Fusion energy research is
inspired by the Sun, which
fuses light atoms such as
hydrogen into heavier atoms,
releasing energy in the
process.

Image courtesy of EFDA

One of the most common contaminants in plasma is carbon, which was JET’s wall lining until 2010. Although the carbon tiles have been replaced with beryllium and tungsten, there are still traces of carbon in the plasma. Usually the carbon is invisible, like the hydrogen, but it can be made visible in a process called charge exchange. This involves shooting a beam of neutral hydrogen atoms into the plasma at high speed. When these atoms encounter a carbon ion, sometimes an electron jumps from a hydrogen atom across to the carbon, which then emits a nice sharp spectrum that is easy to measure.

Because of the high temperature, the carbon atoms are moving very fast in all directions, so the sharp frequencies of the spectrum are then spread out in the same way as the scattered LIDAR signal is (figure 3).
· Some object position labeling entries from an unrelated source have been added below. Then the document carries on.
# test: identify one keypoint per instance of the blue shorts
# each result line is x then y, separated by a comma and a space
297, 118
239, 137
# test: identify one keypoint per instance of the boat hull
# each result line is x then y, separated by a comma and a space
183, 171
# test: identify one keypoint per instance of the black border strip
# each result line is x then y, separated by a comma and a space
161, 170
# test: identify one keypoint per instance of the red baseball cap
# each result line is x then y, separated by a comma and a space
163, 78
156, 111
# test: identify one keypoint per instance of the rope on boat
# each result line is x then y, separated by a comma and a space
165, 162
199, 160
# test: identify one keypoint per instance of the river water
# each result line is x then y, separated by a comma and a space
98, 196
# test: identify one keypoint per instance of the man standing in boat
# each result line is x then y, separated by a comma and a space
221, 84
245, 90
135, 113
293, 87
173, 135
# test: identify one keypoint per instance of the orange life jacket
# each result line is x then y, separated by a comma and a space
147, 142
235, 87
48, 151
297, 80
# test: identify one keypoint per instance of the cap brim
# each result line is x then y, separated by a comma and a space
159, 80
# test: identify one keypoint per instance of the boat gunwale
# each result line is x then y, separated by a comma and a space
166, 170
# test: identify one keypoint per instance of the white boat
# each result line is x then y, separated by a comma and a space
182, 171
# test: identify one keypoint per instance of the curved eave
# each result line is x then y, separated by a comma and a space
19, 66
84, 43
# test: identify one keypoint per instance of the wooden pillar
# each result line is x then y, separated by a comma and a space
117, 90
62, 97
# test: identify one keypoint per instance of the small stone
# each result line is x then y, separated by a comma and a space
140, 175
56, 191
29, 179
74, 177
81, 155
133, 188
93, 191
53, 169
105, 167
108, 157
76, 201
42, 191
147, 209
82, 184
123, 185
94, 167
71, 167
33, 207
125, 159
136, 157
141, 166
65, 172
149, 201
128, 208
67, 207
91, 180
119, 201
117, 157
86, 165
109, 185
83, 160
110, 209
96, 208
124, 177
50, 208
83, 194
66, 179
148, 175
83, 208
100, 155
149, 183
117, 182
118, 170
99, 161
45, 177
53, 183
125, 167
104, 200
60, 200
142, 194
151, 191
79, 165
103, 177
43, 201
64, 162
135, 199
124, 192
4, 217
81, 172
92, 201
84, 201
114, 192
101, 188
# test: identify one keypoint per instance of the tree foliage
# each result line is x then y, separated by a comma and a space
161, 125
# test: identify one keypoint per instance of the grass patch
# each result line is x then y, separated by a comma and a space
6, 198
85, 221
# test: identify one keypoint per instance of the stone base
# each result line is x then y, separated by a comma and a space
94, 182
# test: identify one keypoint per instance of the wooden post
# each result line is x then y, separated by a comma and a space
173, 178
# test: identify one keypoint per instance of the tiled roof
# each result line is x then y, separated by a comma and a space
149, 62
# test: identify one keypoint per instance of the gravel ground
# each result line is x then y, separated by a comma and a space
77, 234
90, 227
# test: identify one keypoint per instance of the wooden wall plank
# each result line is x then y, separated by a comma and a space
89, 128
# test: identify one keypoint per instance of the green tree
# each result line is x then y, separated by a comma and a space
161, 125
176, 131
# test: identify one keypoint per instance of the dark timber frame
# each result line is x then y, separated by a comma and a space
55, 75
X-Ray eyes: tungsten impurities

A second method for measuring the temperature of the ions – again based on impurities – has recently been commissioned at JET: a new X-ray detector. Tungsten inevitably gets knocked off the new tiles in the wall and contaminates the plasma in small amounts. Unlike the light atoms, hot tungsten typically retains about half of its 74 electrons even in the extreme heat of the core of the plasma, and so does not become invisible – these electrons jump between electron shells and emit X-rays. Doppler broadening of this X-ray spectrum caused by the movement of the ions allows the temperature to be calculated (as in figure 3).

The temperature profiles from these four systems are essential for analysing the effectiveness of the heating systems in use at JET – some of which heat electrons, while others work on the ions. The measurements also give vital information about how energy in the plasma behaves in different circumstances, including how the electrons and ions interact with each other. Using this knowledge, JET’s scientists and engineers can manipulate the plasma to maximise the energy confinement, thereby creating and maintaining optimal conditions for fusion.

 

Demonstrating the Doppler effect

To create your own Doppler shift, you will need a small battery-powered sound source that can emit a long tone or set of tones of a constant pitch. A small alarm clock or a mobile phone with a single-tone ring or alert will do nicely. Then you need a long sock or stocking – the longer the better – and lastly, plenty of space!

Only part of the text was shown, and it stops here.